Night had almost descended. Lights were on by every porch, waiting for the little children who would knock on the door yelling “Trick or Treat”. Dressed in fanciful costumes, clinging to their bag of goodies, they laughed and giggled as they went from house to house.
When they got to our place, they were going to be tricked before treated. My teenage son, Steve, loved Halloween, but he had a wicked sense of humor and spent hours preparing for the children to arrive.
One year he purchased a “monster kit” containing putty and various other items that he plastered to his face and nose. Watching his transformation from human to monster was fascinating to my daughters and me.
Still, he wasn't satisfied. One more thing was needed.

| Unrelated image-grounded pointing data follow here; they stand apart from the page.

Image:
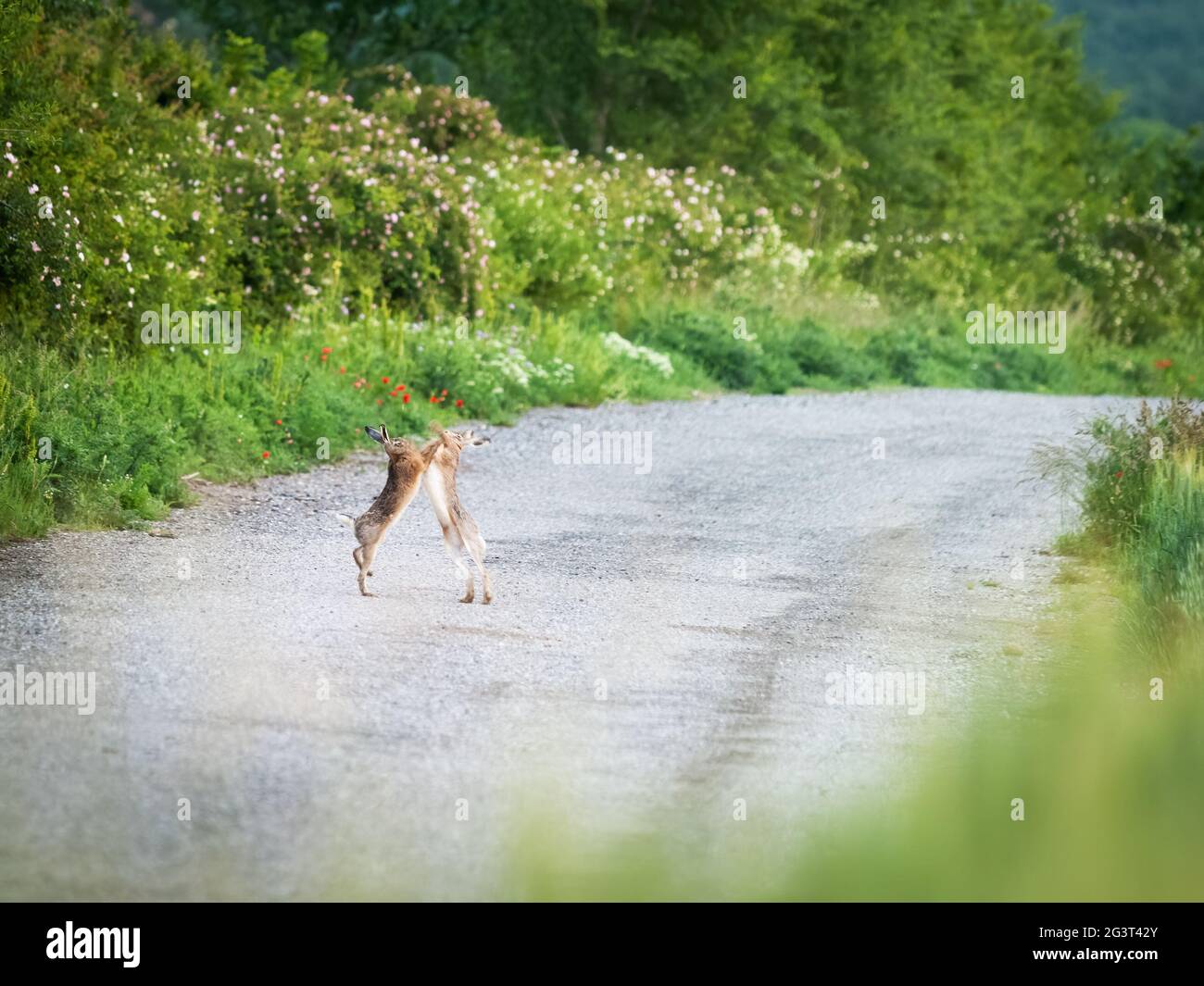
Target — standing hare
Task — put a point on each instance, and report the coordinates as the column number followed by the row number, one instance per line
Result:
column 406, row 466
column 460, row 531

He took soapy water and splashed it in his eyes until they were so bloodshot he could barely see. Plastic fangs completed his black outfit. When he partially opened the door he would let out this howl. Talk about shocked children. They didn't know whether to cry or just run away.

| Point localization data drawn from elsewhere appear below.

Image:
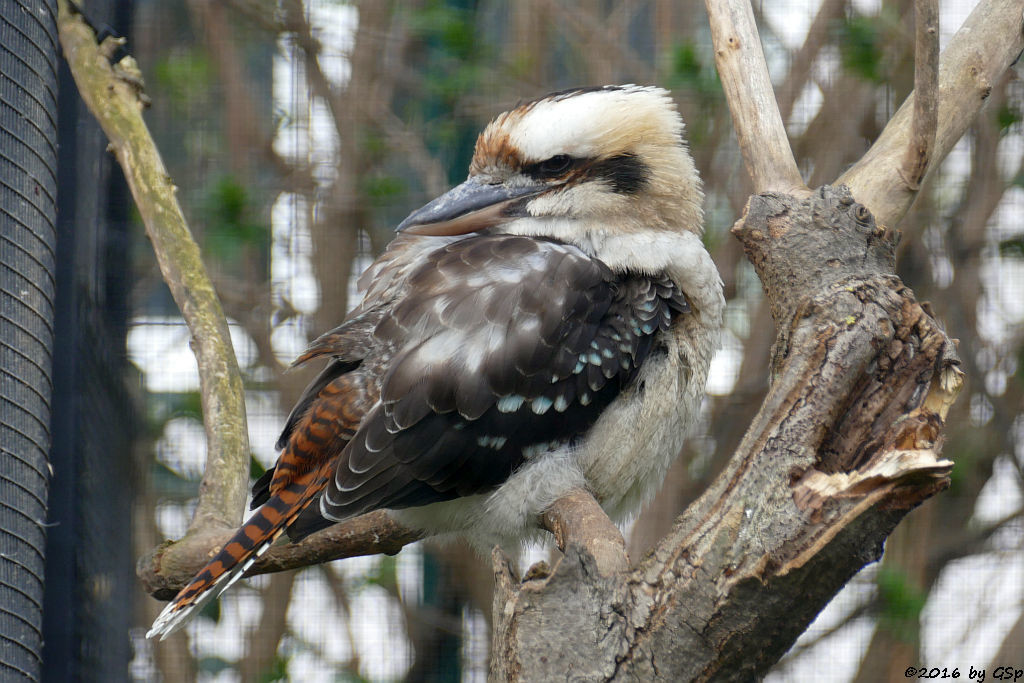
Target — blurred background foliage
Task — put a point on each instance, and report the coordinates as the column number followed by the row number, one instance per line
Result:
column 300, row 131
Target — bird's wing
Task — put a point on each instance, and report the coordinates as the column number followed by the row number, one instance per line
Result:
column 503, row 346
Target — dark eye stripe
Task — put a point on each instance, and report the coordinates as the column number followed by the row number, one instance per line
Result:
column 552, row 168
column 626, row 172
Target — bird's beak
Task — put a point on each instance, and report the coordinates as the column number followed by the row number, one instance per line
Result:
column 470, row 207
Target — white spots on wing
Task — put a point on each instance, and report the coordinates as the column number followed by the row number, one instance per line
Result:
column 495, row 442
column 536, row 450
column 529, row 326
column 541, row 404
column 510, row 403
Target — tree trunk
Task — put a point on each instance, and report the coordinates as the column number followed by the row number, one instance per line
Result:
column 844, row 445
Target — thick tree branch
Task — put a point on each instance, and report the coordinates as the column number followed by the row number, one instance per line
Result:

Steve would immediately open the door wide and laugh.
“Gotcha, didn't I?”
The giggles and laughter would return as Steve filled their bags with several kinds of candy. By the time the last goblin or princess left, Steve's eyes were almost back to normal, much to my relief.

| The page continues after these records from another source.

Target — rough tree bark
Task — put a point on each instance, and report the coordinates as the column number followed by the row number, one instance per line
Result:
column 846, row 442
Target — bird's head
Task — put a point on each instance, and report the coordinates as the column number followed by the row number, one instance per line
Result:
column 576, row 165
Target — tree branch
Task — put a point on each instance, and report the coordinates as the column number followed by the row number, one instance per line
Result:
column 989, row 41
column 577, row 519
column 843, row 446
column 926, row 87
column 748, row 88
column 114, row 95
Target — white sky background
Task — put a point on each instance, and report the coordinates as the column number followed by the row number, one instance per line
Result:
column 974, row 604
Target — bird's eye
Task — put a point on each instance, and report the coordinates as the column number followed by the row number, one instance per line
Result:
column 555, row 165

One year he decided to try something different. He convinced the local movie theater to rent a coffin to be placed in the lobby. Dressed as Dracula, he laid in the coffin quietly, arms crossed on his chest. The minute he heard footsteps on the padded floor, he would rise slowly, bare his fangs and howl. On that one night he was Dracula. The startled movie goers would gasp, then delightedly laugh. Candy and drink sales soared, making the manager one happy man.
Steve's pay? He and his friends got to see free movies.
Looking back to those days I still smile at my son's antics.